All comets were once thought to be little more than lumps of loosely packed icy rubble. Stardust has revealed that Wild 2 bucks the trend with a rigid core that is able to support near-vertical cliffs and spires of rock.

"It's completely unexpected," says Donald Brownlee, Stardust's principal investigator and an astronomer at the University of Washington, Seattle, whose results are published today in Science1. The comet's pock-marked surface records impacts dating back billions of years, showing just how sturdy the dirty snowball is.

Stardust is the first mission destined to bring samples of a comet's dust back to Earth. The probe is scheduled to deliver its precious payload on 15 January 2006, by parachuting a capsule into the Utah desert. The comet dust dates from the time when the solar system was first forming, and may hold clues about the origins of Earth, and even of life itself. The most exciting scientific results from the mission will have to wait until then.

But early onboard analysis already shows that the comet's particles contain a variety of organic molecules that are rich in nitrogen2. Their presence in the comet suggests that these chemicals were around right at the birth of the solar system, and similar particles may have seeded our own, infant planet with some of these chemical building blocks of life. However, Brownlee and his colleagues point out that the dust contains no amino acids, which are the basic chemical units that make up proteins.

Cosmic duster

Stardust captured dust from around the comet with an aerogel, a type of glass that is actually 99.8% air. When the dust particles hit the aerogel they were travelling up to six times as fast as a rifle bullet. "These things were like a thunderbolt," says Anthony Tuzzolino, a space scientist from the University of Chicago's Enrico Fermi Institute, who helped to build Stardust's onboard dust monitor.

The lightweight aerogel was specially designed to slow the particles gently, without breaking the dust into smaller pieces. At one point the craft recorded more than 1,100 impacts in one second. The largest particle measured during the fly-by was roughly 50 micrometres across, about the width of a human hair. Tuzzolino estimates that Stardust is bringing back roughly 3,000 dust particles from Wild 23.

The onboard aerogel stops particles in their tracks. Credit: © Nasa

Stardusthas also showed that life on a comet is much more violent than anyone had suspected. The craft's sensors detected dust particles swirling in distinct clusters around the comet, which indicates that hefty chunks of material measuring a metre across are breaking off the comet and fragmenting as they move away4. This surprised the scientists: "In general, one thinks of a comet emitting gas and dust in a nice, uniform steady state, sort of like a hose," says Tuzzolino.

Wild times

Astronomers think that Wild 2 spent billions of years in the Kuiper belt, the region just beyond Neptune's orbit that contains millions of aspiring comets. Some gravitational shuffling pushed it closer to the Sun, before a close encounter with Jupiter just 30 years ago set Wild 2 on its present course. In all that time it has only passed close to the Sun on five occasions, so its icy surface has suffered little melting and carries a much better preserved record of its impact history than more weathered bodies, such as Halley's comet.
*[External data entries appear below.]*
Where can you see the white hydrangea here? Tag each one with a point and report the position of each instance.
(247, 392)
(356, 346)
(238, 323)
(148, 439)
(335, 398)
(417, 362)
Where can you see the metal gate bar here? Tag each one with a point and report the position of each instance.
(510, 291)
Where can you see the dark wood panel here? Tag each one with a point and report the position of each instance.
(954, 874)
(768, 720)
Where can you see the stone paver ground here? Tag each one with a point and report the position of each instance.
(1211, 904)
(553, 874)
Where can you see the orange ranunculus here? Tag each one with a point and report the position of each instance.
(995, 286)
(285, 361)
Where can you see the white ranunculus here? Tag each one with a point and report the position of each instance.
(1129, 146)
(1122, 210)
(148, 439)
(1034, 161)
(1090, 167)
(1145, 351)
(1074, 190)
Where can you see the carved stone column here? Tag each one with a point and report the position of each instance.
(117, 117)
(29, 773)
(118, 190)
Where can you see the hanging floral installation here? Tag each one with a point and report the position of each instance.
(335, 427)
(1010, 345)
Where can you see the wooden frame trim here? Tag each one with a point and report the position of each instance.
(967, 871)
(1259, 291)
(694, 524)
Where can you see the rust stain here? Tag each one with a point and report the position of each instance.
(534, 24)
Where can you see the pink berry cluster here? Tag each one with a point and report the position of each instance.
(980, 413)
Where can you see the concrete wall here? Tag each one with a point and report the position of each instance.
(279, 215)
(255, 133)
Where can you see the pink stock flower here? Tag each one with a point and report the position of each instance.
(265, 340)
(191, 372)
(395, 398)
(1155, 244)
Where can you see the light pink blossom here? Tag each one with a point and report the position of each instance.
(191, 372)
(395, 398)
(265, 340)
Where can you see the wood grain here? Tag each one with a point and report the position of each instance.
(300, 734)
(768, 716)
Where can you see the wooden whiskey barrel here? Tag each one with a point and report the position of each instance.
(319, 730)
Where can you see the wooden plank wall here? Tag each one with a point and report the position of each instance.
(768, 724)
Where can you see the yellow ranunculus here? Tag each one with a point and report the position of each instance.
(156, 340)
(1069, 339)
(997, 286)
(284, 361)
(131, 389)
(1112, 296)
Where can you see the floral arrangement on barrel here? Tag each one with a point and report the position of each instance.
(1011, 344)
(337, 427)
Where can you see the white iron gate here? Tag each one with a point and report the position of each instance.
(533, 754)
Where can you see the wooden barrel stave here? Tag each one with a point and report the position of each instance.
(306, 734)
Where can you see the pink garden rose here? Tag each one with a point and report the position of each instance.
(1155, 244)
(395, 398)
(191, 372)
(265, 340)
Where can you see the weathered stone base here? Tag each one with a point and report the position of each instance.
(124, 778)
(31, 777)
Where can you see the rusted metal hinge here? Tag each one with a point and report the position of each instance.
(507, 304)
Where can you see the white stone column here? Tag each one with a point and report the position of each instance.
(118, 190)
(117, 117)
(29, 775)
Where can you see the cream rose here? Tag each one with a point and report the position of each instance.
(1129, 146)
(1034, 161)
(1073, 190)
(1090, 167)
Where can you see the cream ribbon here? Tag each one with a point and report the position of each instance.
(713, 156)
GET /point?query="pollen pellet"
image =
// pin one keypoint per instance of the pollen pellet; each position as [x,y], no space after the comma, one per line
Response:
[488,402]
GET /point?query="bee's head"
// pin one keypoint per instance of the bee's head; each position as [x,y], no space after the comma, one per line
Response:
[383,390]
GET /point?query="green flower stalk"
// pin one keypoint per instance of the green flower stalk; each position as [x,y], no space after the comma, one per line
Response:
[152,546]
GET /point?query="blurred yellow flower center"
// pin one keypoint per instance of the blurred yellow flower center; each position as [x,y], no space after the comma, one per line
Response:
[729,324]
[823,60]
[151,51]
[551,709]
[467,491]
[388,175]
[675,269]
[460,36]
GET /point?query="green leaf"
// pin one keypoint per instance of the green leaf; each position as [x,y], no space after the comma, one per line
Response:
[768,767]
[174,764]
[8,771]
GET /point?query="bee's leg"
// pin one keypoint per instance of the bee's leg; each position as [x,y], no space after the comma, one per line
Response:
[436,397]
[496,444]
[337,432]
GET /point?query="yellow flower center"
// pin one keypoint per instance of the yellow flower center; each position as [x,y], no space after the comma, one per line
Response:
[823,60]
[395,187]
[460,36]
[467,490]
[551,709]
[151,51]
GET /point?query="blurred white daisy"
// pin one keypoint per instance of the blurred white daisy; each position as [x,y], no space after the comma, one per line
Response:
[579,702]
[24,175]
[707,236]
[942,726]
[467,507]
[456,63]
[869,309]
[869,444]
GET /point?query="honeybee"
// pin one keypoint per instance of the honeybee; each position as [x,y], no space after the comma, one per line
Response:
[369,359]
These things were like a thunderbolt. Anthony Tuzzolino

Thecomet's craters are also free of the dust and debris that litter the Moon, because Wild 2's gravity is so weak. Once something hits the nucleus, the brittle material just breaks away and flies off into space. Photographs of the comet show the incredible detail of surface features, many of which date from its time in the Kuiper belt.

The five-kilometre-wide comet was first seen by Swiss astronomer Paul Wild in 1978, and it orbits the Sun once every six and a half years or so. Its elliptical path around the Sun keeps it swinging between the orbits of Mars and Jupiter. Stardust began its seven-billion-kilometre round trip when it blasted off from Cape Canaveral in 1999.

Previous comet encounter missions include Giotto, which surveyed Halley's comet in 1986, and Deep Space 1, which studied comet Borrelly in 2001. The European Space Agency's spacecraft Rosetta, which blasted off in March this year, carries a probe that is destined to make the first controlled landing on a comet when it meets Churyumov-Gerasimenko in May 2014.